All three of them react to music in some form or another, but it's the tuxedo that seems to express it the most excitement for this, the debut album from Portland punk rockers Macho Boys. Seriously! I was playing records the other day and she was in a rare (for her) deep sleep on the windowsill. She was dead to the world and paying no mind to what music was playing. Then I dropped the needle on this. Her ears perked at the opening cymbal crashes of "Victim To Blame" and by the time singer Tekiah Elzey opened her throat up of to yowl over the breakneck din of grinding guitars and bass avalanches, the cat was zipping across the room at blinding speed.

Up the stairs then down them. Through the main floor of the house, down to the basement and back up again. She was practically bouncing off the walls.
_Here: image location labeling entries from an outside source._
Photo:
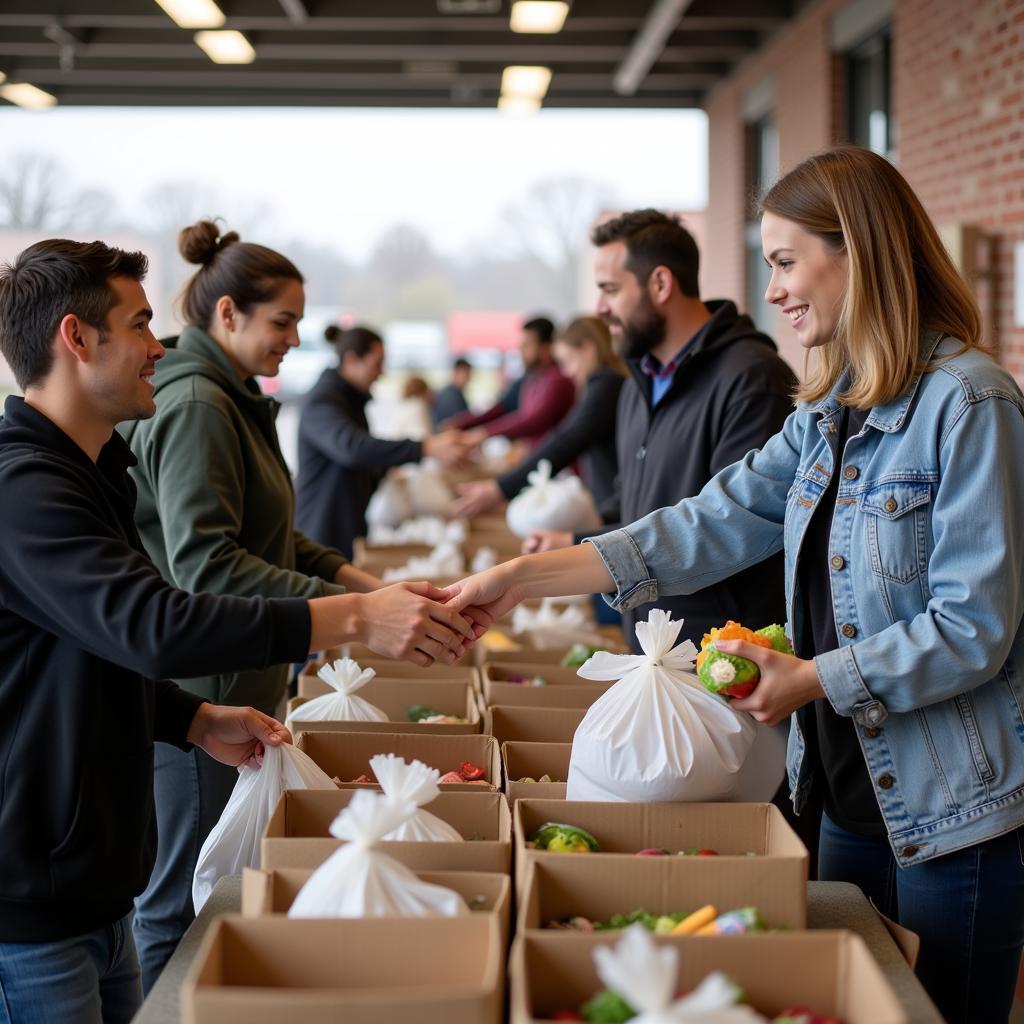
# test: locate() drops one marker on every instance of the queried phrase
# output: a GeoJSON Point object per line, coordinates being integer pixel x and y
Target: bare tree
{"type": "Point", "coordinates": [35, 195]}
{"type": "Point", "coordinates": [551, 223]}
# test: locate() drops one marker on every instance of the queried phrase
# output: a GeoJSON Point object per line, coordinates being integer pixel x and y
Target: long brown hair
{"type": "Point", "coordinates": [577, 333]}
{"type": "Point", "coordinates": [250, 273]}
{"type": "Point", "coordinates": [900, 279]}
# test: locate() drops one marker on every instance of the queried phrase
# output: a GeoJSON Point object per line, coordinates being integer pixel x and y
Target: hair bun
{"type": "Point", "coordinates": [201, 242]}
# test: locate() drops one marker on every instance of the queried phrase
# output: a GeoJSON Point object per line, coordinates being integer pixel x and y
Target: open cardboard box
{"type": "Point", "coordinates": [274, 892]}
{"type": "Point", "coordinates": [542, 725]}
{"type": "Point", "coordinates": [345, 754]}
{"type": "Point", "coordinates": [832, 973]}
{"type": "Point", "coordinates": [521, 760]}
{"type": "Point", "coordinates": [268, 970]}
{"type": "Point", "coordinates": [564, 688]}
{"type": "Point", "coordinates": [298, 833]}
{"type": "Point", "coordinates": [570, 885]}
{"type": "Point", "coordinates": [394, 697]}
{"type": "Point", "coordinates": [735, 830]}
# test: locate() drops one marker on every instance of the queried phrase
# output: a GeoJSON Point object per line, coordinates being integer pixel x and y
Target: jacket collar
{"type": "Point", "coordinates": [888, 418]}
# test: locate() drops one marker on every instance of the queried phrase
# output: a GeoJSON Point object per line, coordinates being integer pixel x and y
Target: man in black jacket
{"type": "Point", "coordinates": [87, 624]}
{"type": "Point", "coordinates": [706, 388]}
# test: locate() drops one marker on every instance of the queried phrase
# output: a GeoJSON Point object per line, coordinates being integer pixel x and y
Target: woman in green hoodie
{"type": "Point", "coordinates": [216, 513]}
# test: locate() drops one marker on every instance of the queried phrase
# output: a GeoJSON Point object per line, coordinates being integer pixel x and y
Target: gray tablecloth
{"type": "Point", "coordinates": [829, 904]}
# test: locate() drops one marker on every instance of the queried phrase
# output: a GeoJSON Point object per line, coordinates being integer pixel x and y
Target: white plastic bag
{"type": "Point", "coordinates": [548, 628]}
{"type": "Point", "coordinates": [361, 881]}
{"type": "Point", "coordinates": [416, 782]}
{"type": "Point", "coordinates": [562, 503]}
{"type": "Point", "coordinates": [391, 504]}
{"type": "Point", "coordinates": [233, 843]}
{"type": "Point", "coordinates": [645, 975]}
{"type": "Point", "coordinates": [445, 560]}
{"type": "Point", "coordinates": [427, 488]}
{"type": "Point", "coordinates": [346, 677]}
{"type": "Point", "coordinates": [657, 734]}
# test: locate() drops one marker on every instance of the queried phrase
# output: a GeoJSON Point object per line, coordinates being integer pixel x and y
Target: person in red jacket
{"type": "Point", "coordinates": [546, 395]}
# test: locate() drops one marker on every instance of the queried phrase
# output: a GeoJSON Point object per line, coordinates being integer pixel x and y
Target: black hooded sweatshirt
{"type": "Point", "coordinates": [86, 626]}
{"type": "Point", "coordinates": [730, 392]}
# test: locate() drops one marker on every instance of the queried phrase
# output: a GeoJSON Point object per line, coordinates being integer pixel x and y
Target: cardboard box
{"type": "Point", "coordinates": [268, 970]}
{"type": "Point", "coordinates": [833, 973]}
{"type": "Point", "coordinates": [394, 697]}
{"type": "Point", "coordinates": [734, 829]}
{"type": "Point", "coordinates": [564, 688]}
{"type": "Point", "coordinates": [543, 725]}
{"type": "Point", "coordinates": [273, 892]}
{"type": "Point", "coordinates": [534, 760]}
{"type": "Point", "coordinates": [567, 885]}
{"type": "Point", "coordinates": [298, 836]}
{"type": "Point", "coordinates": [345, 754]}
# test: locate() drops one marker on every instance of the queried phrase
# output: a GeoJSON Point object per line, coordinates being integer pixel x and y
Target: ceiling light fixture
{"type": "Point", "coordinates": [518, 104]}
{"type": "Point", "coordinates": [27, 95]}
{"type": "Point", "coordinates": [193, 13]}
{"type": "Point", "coordinates": [226, 46]}
{"type": "Point", "coordinates": [525, 80]}
{"type": "Point", "coordinates": [538, 15]}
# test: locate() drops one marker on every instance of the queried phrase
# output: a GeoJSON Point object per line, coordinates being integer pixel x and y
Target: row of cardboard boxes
{"type": "Point", "coordinates": [261, 966]}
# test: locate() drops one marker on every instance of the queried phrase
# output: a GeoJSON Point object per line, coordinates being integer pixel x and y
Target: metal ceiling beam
{"type": "Point", "coordinates": [648, 45]}
{"type": "Point", "coordinates": [296, 10]}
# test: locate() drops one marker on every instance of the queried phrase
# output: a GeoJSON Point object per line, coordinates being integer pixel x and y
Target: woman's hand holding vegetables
{"type": "Point", "coordinates": [786, 682]}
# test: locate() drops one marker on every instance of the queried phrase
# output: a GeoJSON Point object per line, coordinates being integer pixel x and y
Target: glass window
{"type": "Point", "coordinates": [763, 170]}
{"type": "Point", "coordinates": [868, 93]}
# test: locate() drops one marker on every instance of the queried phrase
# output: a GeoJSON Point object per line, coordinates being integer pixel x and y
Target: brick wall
{"type": "Point", "coordinates": [958, 105]}
{"type": "Point", "coordinates": [958, 127]}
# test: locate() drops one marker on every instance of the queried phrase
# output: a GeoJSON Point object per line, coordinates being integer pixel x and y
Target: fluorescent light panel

When she stopped it wasn't to wonder if a song like "Cockroach" was a metaphor for creepy humans or if it was about the actual insect, was I bummed out at "Dinosaur" because it might be ripping on oldsters and was the year I graduated high school, "The Class Of '84" as punk rock as the as movie a song on this album get it's title from (it wasn't, really...there were only just a couple of us actually), whether Madonna would have an opinion on a sequel of "Papa Don't Preach" which features a bloodstained buzzsaw, if "Slam" was a cover of the Onyx song (it's not by the way), or if pigs do sweat, does it smell like pork rinds. Nope, the only time she did stop was between each song and then she'd be a black & white blur blazing through the house.

The more I watched her the more I started thinking "Maybe she does understand every single thing that is going on here." I mean, when their ode to WWF Legend Stone Cold Steve Austin came on she started doing dives off the top of the couch and onto the floor like she was doing some cat version of the Stunner.